King was appointed to the first New South Wales Legislative Council in 1829, however he was absent from the colony and did not take his seat, and was replaced by John Campbell.[11] When King returned to the colony in 1832 he pressed for his reappointment to the council, however he was not re-appointed until February 1839.[1] In April the same year King was appointed resident commissioner of the Australian Agricultural Company, a position he held for ten years. King offered to resign from the council on accepting this appointment, but his resignation was not accepted until October.[1][12] King was again appointed to the Legislative Council in 1850, and was elected as the member for the Counties of Gloucester and Macquarie in 1851.
In 1855 King was promoted to Rear admiral on the retired list. King was a Fellow of the Royal Society.[1]

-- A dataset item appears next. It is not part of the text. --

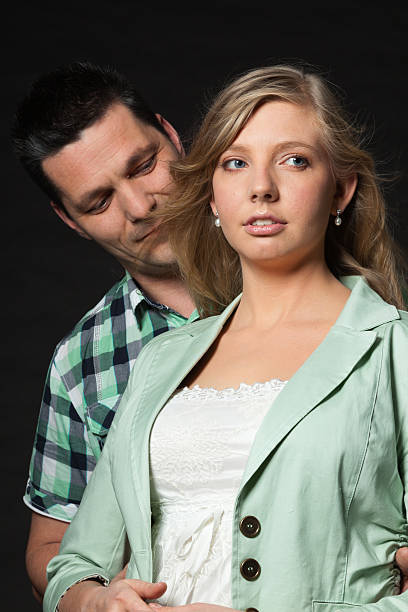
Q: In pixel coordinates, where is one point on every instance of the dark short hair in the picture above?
(62, 103)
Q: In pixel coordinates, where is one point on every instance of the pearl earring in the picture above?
(337, 220)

King married Harriet Lethbridge in 1817 prior to sailing to New South Wales. Harriet died at Ashfield, Sydney, on 19 December 1874.[1] Together they had eight children including :
King and his crew made valuable contributions had to the exploration and mapping of Australia, particularly the northern and western coasts. Because he and his crew were prepared to risk the danger of going in close to the shoreline, they were able to complete the valuable work of charting the entire coastline of Australia.[3]
King was honoured on the £2 postage stamp of Australia in 1964, and the $4 of 1966.(The Australian pound was replaced by the decimal Australian dollar in 1966.)[citation needed]
The Australian native orchid Dendrobium kingianum was named after him.[citation needed]
King Sound in the Kimberley region was named after him.[19]
John Oxley named the waterway Kings River on 4 October 1818 after King. The name was changed from Kings Creek to King Creek at the request of residents and council on 19 January 2007.[citation needed][20]
Six species of reptiles are named in his honour: Amphisbaena kingii, Chlamydosaurus kingii, Egernia kingii, Elgaria kingii, Hydrophis kingii, and Liolaemus kingii.[21] Chlamydosaurus kingii, the frill-neck lizard, was first collected by the botanist Cunningham at Careening Cove on the third journey in 1820 (see above).[3]